E um desses roteirismos é o que o roteirsta vem fazendo desde o começo com sua criação: deixar as explicações de lado. Se o Assassímio é um macaco mutante ou se tem algum poder extra-sensorial ou coisa que o valha que o permita se adaptar tão bem às armas, isso simplesmente não importa. Way nos pede que simplesmente aceitemos sua premissa e fechemos os olhos para racionalizações e, se o leitor fizer isso, a leitura será agradabilíssima. Uma típica história de vingança em que o vingador é um macaco-japonês que, em tese, deveria ser fofinho e lindinho na imagem mental que temos desses animais em fontes termais cercadas de neve nas montanhas nipônicas.

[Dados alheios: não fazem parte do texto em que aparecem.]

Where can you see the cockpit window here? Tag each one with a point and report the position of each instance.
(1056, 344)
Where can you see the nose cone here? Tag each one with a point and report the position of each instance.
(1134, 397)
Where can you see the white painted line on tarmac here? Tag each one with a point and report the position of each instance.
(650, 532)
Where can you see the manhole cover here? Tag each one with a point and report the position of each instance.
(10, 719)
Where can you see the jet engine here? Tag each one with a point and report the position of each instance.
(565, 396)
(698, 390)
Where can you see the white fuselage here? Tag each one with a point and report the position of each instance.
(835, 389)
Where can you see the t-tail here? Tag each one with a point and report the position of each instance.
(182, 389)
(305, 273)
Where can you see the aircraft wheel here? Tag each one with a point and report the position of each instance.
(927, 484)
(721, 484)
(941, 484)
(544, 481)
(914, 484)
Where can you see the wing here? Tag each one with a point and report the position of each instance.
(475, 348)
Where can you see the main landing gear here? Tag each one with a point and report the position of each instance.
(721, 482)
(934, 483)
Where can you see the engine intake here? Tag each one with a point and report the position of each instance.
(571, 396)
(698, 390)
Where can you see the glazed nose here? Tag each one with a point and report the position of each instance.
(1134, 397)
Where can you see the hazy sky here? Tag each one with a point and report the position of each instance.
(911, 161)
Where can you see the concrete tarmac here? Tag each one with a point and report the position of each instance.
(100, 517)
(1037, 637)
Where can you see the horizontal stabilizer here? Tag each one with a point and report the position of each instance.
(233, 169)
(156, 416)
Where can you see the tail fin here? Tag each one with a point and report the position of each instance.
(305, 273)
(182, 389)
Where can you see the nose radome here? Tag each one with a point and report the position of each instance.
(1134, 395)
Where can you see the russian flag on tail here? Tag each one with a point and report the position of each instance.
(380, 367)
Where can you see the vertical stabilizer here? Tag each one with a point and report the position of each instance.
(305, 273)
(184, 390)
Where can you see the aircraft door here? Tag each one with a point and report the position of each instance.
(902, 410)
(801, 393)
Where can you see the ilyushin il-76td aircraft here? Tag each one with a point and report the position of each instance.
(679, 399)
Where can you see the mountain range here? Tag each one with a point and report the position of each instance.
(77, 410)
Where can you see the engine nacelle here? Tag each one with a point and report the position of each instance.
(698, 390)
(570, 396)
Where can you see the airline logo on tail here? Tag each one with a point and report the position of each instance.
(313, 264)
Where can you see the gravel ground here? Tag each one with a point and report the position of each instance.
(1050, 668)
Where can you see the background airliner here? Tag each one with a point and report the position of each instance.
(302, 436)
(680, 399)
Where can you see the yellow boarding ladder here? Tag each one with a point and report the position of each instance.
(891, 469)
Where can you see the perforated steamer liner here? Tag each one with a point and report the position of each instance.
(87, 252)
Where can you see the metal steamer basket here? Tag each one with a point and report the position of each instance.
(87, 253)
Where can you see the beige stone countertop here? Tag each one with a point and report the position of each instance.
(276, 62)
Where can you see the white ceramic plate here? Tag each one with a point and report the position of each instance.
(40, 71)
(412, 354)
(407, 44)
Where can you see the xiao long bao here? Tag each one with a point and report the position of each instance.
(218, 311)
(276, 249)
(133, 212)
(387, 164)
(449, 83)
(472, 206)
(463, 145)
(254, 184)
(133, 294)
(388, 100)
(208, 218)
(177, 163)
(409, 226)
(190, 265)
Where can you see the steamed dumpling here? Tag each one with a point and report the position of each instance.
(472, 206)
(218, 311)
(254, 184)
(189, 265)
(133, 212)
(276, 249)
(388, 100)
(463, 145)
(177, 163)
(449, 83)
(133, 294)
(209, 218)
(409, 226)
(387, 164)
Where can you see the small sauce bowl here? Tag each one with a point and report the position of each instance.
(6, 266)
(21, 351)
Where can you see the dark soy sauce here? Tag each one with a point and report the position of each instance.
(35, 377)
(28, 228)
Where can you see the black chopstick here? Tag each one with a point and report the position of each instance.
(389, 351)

Com Dalibor Talajić de volta ao desenho, a continuidade entre o one-shot original e a minissérie é perfeita, mas com o artista tendo mais espaço para trabalhar, além das mais diversas situações letais para demonstrar sua arte mais crua, que consegue muito bem nos fazer acreditar neste macaco assassino de assassinos. Além disso, lentamente, vemos a evolução estilística do personagem de um animal “pelado” até o Assassímio de terno e óculos escuros que vimos no arco da publicação solo de Deadpool, cronologicamente posterior aos eventos aqui, apesar de ter sido publicado antes. Em outras palavras, Way e Talajić, com muita simplicidade, mas também muito sangue e violência, além de toques satíricos, conseguem criar um personagem que, de tão improvável, torna-se perfeitamente razoável de figurar no panteão de animais super-heróicos da Marvel Comics.